On 2/9/15 3:15 PM, Jonathan M Davis via Digitalmars-d-learn wrote:
On Monday, February 09, 2015 13:29:22 Steven Schveighoffer via 
Digitalmars-d-learn wrote:
On 2/8/15 2:57 PM, Jonathan M Davis via Digitalmars-d-learn wrote:
On Sunday, February 08, 2015 17:51:09 bearophile via Digitalmars-d-learn wrote:
fra:

However making it a compiler error would be far, far better

I think this can be filed in Bugzilla as diagnostic enhancement:


class Foo {
       @disable this();
       this(int i) {}
}
void main() {}

The compiler should probably just give you an error telling you that
disabling the default constructor on classes is illegal.
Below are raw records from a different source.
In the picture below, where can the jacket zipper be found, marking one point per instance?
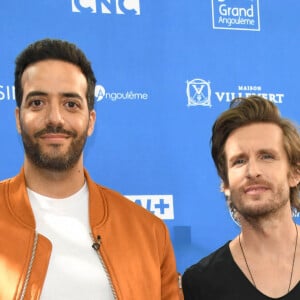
(96, 246)
(29, 266)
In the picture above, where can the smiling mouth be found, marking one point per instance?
(253, 190)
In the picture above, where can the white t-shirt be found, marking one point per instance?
(75, 271)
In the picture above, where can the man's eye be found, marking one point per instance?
(238, 161)
(71, 104)
(267, 156)
(36, 103)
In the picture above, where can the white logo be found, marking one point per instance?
(236, 15)
(101, 94)
(7, 92)
(119, 7)
(198, 92)
(160, 205)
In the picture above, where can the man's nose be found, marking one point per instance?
(253, 169)
(54, 114)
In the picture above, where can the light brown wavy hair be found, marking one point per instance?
(254, 109)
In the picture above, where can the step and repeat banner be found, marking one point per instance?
(165, 70)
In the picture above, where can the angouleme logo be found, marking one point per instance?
(7, 92)
(199, 93)
(160, 205)
(115, 7)
(102, 94)
(236, 14)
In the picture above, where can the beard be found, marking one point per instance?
(54, 161)
(260, 206)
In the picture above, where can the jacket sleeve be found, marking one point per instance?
(169, 276)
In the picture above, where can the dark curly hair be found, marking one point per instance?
(54, 49)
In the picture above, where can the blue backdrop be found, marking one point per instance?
(165, 70)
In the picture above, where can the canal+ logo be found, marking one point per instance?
(160, 205)
(236, 14)
(114, 7)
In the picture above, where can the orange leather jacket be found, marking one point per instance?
(134, 246)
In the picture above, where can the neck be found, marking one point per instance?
(269, 232)
(55, 184)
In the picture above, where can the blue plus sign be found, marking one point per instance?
(162, 206)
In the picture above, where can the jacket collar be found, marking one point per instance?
(19, 203)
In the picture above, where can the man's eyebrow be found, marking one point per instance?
(40, 93)
(35, 93)
(72, 95)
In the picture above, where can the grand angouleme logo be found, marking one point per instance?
(113, 7)
(236, 14)
(199, 93)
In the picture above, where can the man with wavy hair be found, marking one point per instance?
(257, 156)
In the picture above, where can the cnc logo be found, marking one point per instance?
(101, 94)
(113, 7)
(198, 92)
(160, 205)
(236, 14)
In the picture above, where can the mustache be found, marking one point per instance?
(54, 129)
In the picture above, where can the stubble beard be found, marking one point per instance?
(54, 161)
(263, 208)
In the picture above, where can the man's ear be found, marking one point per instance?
(225, 189)
(17, 116)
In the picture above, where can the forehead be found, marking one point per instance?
(53, 72)
(253, 138)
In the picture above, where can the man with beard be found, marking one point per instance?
(62, 236)
(257, 155)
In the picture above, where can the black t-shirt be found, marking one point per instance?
(217, 277)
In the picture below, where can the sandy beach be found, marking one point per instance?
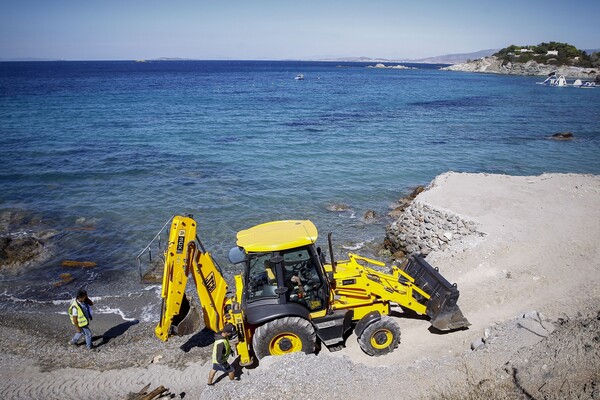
(529, 284)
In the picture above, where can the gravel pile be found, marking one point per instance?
(423, 229)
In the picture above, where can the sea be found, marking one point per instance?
(102, 154)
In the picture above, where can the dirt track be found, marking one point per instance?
(529, 286)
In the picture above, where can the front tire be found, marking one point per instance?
(381, 337)
(284, 336)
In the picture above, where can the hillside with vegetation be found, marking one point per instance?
(542, 59)
(552, 53)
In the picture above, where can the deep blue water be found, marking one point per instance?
(122, 146)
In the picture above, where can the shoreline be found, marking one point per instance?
(515, 279)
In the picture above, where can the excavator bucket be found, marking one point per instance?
(188, 319)
(441, 307)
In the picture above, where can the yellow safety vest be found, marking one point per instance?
(227, 350)
(81, 319)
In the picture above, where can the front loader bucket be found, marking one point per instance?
(441, 307)
(188, 319)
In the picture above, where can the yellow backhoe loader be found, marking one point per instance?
(289, 298)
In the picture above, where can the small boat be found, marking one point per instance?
(553, 80)
(584, 84)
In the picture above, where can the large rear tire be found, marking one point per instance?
(381, 337)
(283, 336)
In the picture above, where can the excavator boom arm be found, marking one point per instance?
(178, 314)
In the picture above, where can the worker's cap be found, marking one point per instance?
(229, 328)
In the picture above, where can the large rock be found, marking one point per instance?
(22, 239)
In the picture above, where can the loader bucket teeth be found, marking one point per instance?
(449, 319)
(188, 320)
(441, 307)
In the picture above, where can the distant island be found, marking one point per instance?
(542, 59)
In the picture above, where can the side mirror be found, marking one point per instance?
(237, 255)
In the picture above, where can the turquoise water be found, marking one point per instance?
(122, 146)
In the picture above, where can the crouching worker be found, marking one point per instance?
(81, 315)
(221, 353)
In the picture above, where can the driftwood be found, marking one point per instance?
(143, 395)
(72, 263)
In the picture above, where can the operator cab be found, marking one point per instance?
(283, 269)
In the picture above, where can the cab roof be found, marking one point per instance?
(277, 235)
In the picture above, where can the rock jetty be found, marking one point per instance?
(493, 65)
(422, 229)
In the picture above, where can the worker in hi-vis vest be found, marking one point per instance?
(221, 353)
(80, 315)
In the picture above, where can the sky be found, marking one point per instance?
(280, 29)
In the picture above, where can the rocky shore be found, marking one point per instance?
(493, 65)
(523, 251)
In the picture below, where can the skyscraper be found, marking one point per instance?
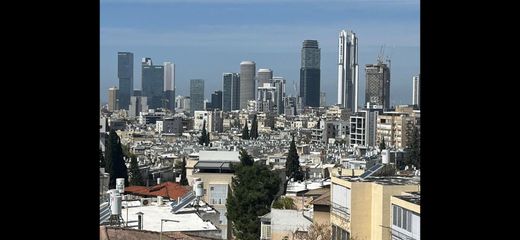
(230, 92)
(153, 83)
(310, 74)
(377, 90)
(196, 95)
(348, 75)
(263, 76)
(247, 82)
(125, 73)
(112, 99)
(279, 94)
(169, 86)
(416, 91)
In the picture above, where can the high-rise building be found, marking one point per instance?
(112, 99)
(377, 90)
(230, 92)
(323, 99)
(416, 91)
(125, 73)
(153, 83)
(310, 74)
(279, 94)
(169, 86)
(348, 70)
(247, 82)
(263, 76)
(216, 100)
(196, 95)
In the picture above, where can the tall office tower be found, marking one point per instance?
(323, 99)
(310, 74)
(169, 86)
(153, 83)
(247, 82)
(230, 92)
(265, 100)
(125, 73)
(137, 104)
(377, 90)
(263, 76)
(416, 91)
(196, 95)
(216, 100)
(348, 70)
(279, 94)
(112, 99)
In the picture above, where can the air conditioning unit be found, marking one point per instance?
(146, 201)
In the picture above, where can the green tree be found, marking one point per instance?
(382, 145)
(102, 162)
(203, 139)
(413, 150)
(253, 188)
(184, 180)
(136, 179)
(254, 128)
(115, 163)
(292, 163)
(245, 132)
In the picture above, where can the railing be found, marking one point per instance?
(399, 235)
(340, 211)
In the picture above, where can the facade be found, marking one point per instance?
(153, 82)
(377, 91)
(125, 73)
(137, 104)
(230, 91)
(310, 73)
(264, 76)
(217, 181)
(279, 94)
(196, 95)
(361, 208)
(266, 97)
(247, 83)
(169, 86)
(406, 216)
(416, 91)
(112, 99)
(348, 75)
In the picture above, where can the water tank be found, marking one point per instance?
(115, 205)
(199, 190)
(385, 155)
(120, 185)
(159, 200)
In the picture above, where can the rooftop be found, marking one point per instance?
(167, 190)
(412, 197)
(152, 215)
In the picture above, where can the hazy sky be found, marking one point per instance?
(205, 38)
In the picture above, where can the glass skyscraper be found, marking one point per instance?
(348, 76)
(310, 74)
(230, 92)
(125, 73)
(153, 83)
(197, 95)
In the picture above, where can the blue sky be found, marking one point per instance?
(205, 38)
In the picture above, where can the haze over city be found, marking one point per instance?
(207, 38)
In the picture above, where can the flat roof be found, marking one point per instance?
(153, 214)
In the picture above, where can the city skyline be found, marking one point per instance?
(220, 43)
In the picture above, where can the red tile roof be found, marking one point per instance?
(170, 190)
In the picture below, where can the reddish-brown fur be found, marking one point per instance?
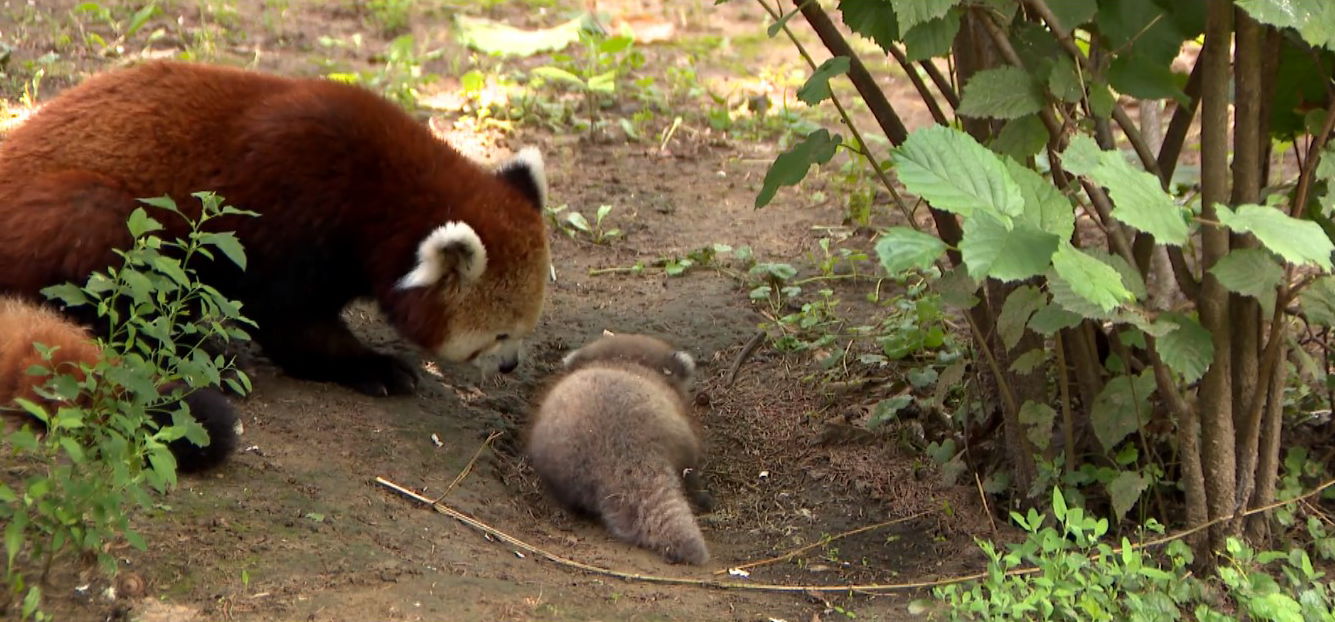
(23, 326)
(346, 184)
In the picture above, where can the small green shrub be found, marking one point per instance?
(102, 455)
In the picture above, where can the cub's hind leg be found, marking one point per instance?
(323, 349)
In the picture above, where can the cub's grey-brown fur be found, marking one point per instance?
(613, 438)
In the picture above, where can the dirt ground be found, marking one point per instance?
(297, 529)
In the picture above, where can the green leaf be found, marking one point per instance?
(817, 87)
(140, 222)
(1020, 138)
(1044, 206)
(901, 248)
(1015, 252)
(1188, 350)
(1120, 407)
(1051, 319)
(913, 12)
(1300, 242)
(1318, 302)
(1003, 92)
(1090, 278)
(1251, 272)
(1139, 200)
(790, 166)
(498, 39)
(873, 19)
(1312, 19)
(1124, 490)
(1015, 313)
(1037, 419)
(931, 38)
(956, 174)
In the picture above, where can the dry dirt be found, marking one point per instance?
(297, 529)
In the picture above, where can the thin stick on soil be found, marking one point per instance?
(467, 467)
(819, 543)
(748, 350)
(871, 587)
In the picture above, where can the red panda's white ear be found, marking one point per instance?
(526, 172)
(453, 252)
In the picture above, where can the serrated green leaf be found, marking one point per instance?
(1044, 206)
(873, 19)
(1090, 278)
(1015, 313)
(1001, 92)
(1139, 200)
(1318, 302)
(817, 87)
(1124, 490)
(790, 166)
(1300, 242)
(1251, 272)
(1015, 252)
(1020, 138)
(913, 12)
(1037, 419)
(932, 38)
(956, 174)
(1119, 409)
(901, 248)
(140, 222)
(1188, 349)
(1312, 19)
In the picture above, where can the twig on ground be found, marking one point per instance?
(467, 467)
(748, 350)
(819, 543)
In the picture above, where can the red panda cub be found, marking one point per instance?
(612, 438)
(24, 325)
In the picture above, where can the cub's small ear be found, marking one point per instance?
(453, 254)
(526, 172)
(682, 365)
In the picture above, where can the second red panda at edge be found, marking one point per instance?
(613, 438)
(24, 325)
(355, 199)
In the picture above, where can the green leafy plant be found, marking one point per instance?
(102, 454)
(1182, 383)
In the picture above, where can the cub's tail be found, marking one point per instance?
(653, 513)
(216, 415)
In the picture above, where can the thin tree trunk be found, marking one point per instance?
(1218, 441)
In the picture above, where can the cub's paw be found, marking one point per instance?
(381, 375)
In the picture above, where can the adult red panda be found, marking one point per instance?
(355, 199)
(24, 325)
(613, 438)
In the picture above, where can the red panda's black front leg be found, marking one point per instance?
(326, 350)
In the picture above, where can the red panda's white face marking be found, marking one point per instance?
(451, 252)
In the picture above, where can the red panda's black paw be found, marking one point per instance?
(382, 375)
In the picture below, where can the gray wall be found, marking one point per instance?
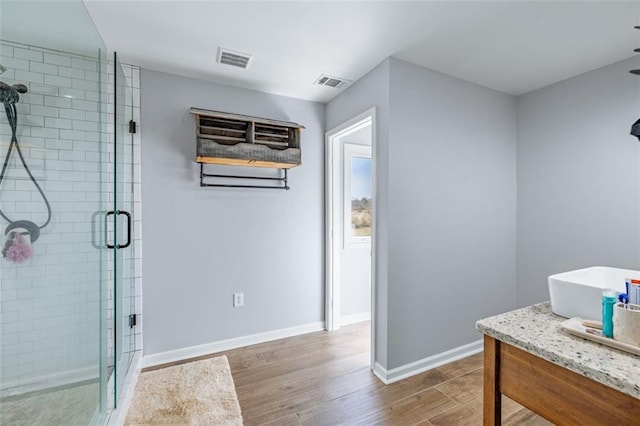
(578, 177)
(202, 245)
(370, 91)
(452, 200)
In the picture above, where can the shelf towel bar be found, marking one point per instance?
(203, 175)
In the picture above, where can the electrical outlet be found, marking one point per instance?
(238, 299)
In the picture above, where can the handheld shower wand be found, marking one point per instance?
(15, 249)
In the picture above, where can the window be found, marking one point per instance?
(358, 200)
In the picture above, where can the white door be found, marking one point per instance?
(355, 232)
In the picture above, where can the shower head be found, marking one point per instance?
(10, 94)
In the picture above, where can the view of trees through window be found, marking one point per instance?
(361, 197)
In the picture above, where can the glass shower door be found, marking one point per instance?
(123, 253)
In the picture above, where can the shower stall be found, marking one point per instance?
(68, 204)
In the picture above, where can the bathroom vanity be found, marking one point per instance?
(566, 379)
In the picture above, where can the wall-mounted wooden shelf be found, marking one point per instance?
(241, 140)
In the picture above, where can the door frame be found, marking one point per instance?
(332, 244)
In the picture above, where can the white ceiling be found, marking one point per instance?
(514, 47)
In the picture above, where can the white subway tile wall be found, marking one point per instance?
(50, 304)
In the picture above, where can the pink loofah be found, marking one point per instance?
(19, 251)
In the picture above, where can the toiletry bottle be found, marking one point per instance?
(609, 299)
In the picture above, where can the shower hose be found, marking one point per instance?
(9, 96)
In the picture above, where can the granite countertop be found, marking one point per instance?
(536, 329)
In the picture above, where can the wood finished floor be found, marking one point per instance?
(324, 379)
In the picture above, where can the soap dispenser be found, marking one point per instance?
(609, 299)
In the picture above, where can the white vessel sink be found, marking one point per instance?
(579, 293)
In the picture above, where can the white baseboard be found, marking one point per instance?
(355, 318)
(225, 345)
(420, 366)
(17, 387)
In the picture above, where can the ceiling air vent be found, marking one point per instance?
(233, 58)
(335, 82)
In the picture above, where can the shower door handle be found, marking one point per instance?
(128, 215)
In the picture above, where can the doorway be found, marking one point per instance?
(350, 223)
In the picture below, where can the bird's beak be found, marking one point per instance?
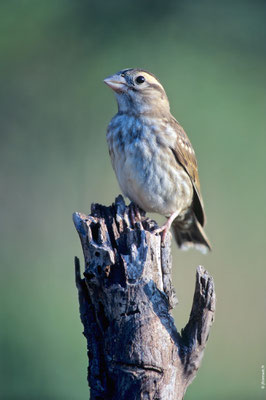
(116, 82)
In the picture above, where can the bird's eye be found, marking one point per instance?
(140, 79)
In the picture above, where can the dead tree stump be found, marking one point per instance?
(134, 349)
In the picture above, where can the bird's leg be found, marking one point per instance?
(165, 227)
(134, 213)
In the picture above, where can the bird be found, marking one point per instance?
(153, 159)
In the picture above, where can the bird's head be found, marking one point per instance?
(138, 92)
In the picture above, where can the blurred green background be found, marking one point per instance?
(211, 58)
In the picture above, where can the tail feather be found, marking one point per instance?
(189, 233)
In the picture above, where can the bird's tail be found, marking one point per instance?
(189, 233)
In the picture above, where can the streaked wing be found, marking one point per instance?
(185, 156)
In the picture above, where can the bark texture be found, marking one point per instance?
(134, 349)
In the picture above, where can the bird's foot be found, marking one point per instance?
(135, 215)
(166, 227)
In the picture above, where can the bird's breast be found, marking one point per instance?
(145, 166)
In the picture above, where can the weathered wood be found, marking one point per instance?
(134, 349)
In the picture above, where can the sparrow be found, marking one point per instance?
(153, 159)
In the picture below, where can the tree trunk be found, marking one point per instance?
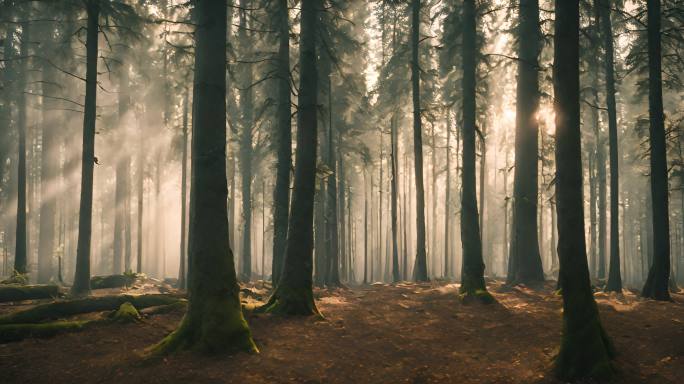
(333, 255)
(122, 175)
(472, 273)
(49, 167)
(614, 279)
(525, 266)
(182, 273)
(447, 199)
(214, 292)
(21, 242)
(247, 106)
(396, 277)
(294, 293)
(656, 286)
(281, 194)
(81, 284)
(585, 349)
(420, 270)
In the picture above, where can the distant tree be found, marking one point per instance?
(82, 275)
(420, 269)
(585, 349)
(294, 292)
(20, 254)
(524, 263)
(214, 322)
(283, 138)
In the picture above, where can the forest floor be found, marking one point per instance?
(405, 333)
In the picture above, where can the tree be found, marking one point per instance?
(214, 322)
(585, 349)
(281, 193)
(20, 254)
(472, 274)
(294, 292)
(524, 262)
(614, 279)
(420, 269)
(82, 275)
(656, 286)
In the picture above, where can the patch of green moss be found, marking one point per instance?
(125, 314)
(16, 332)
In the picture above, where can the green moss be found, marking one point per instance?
(66, 308)
(126, 314)
(213, 326)
(113, 281)
(290, 301)
(16, 332)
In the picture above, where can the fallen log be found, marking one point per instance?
(16, 332)
(112, 281)
(65, 308)
(16, 292)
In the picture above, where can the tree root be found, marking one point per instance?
(16, 292)
(66, 308)
(17, 332)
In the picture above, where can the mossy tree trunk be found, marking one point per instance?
(472, 273)
(525, 265)
(214, 322)
(82, 276)
(585, 348)
(294, 292)
(656, 286)
(281, 193)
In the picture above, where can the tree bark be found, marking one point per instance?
(281, 194)
(525, 265)
(182, 270)
(81, 284)
(585, 348)
(656, 286)
(420, 269)
(21, 242)
(294, 293)
(614, 279)
(472, 273)
(214, 321)
(49, 168)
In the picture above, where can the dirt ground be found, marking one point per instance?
(408, 333)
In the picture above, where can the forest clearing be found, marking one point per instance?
(332, 191)
(403, 333)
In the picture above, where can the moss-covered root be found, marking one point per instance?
(125, 314)
(17, 332)
(291, 302)
(586, 352)
(16, 292)
(213, 327)
(66, 308)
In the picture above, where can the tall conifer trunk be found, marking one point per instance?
(214, 322)
(525, 265)
(656, 286)
(82, 275)
(585, 348)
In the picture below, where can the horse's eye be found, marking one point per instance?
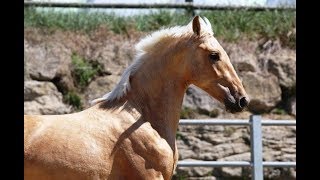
(214, 57)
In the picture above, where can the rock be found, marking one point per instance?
(43, 98)
(194, 171)
(99, 87)
(281, 63)
(197, 99)
(49, 62)
(292, 106)
(263, 90)
(114, 57)
(243, 60)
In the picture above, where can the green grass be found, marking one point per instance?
(230, 25)
(83, 70)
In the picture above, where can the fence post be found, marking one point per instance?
(256, 147)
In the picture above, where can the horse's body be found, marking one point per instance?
(130, 132)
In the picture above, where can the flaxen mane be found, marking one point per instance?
(145, 47)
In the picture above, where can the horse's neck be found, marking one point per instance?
(158, 88)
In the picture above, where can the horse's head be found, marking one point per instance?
(212, 70)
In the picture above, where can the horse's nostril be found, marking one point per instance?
(243, 102)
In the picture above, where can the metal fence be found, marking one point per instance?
(256, 162)
(186, 5)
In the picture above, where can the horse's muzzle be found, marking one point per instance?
(236, 105)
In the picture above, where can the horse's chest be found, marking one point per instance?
(147, 153)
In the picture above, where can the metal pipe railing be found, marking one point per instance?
(148, 6)
(257, 164)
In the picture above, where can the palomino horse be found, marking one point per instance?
(130, 132)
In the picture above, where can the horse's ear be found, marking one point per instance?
(196, 27)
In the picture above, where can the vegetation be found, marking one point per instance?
(73, 99)
(230, 25)
(83, 70)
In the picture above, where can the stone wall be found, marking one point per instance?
(267, 70)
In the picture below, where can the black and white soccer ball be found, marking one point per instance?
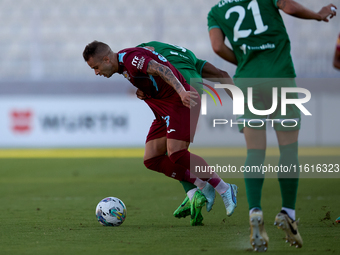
(111, 211)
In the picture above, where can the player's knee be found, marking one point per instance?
(152, 163)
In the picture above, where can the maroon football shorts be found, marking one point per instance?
(173, 119)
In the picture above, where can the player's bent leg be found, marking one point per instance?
(256, 145)
(188, 160)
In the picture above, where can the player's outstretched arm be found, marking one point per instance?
(298, 10)
(157, 69)
(217, 42)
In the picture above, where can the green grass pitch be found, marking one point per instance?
(47, 206)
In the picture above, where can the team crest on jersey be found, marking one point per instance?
(126, 75)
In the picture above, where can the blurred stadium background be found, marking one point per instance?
(50, 97)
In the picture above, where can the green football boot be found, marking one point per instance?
(184, 209)
(198, 201)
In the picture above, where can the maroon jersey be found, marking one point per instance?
(133, 63)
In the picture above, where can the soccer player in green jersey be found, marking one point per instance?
(192, 69)
(261, 50)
And since no
default constructor is automatically declared if you declare another
constructor, there isn't even any point in disabling the default constructor
(which is probably why no one has been complaining about this). @disable
this() only makes sense on structs.

Why? I think it's perfectly acceptable.

What should be illegal is if you extend Foo and don't @disable this on
the derivative.

Why would it we even allow it? What benefit is there? It's meaningless.
@disable this(); is for disabling the init property on structs. Classes
themselves have no init values - and their references have null as their
init value.

The default constructor already follows sensible rules where it's not
generated if another constructor is declared, and derived classes have to
call a base class constructor if the base class doesn't have a default
constructor.

Well, if I do this:

class C {}

I can do this:

new C();

Mechanisms to disable this are kind of awkward. I can define this() as private, but that doesn't help for intra-module calls.

static class C doesn't work.

It really is only useful in the case where you don't want to define a constructor. Which probably means -- you don't want to use a class anyway ;)

But for completeness, it seems like I should be able to have the option of disabling something the compiler does by default. Even if it's next to useless.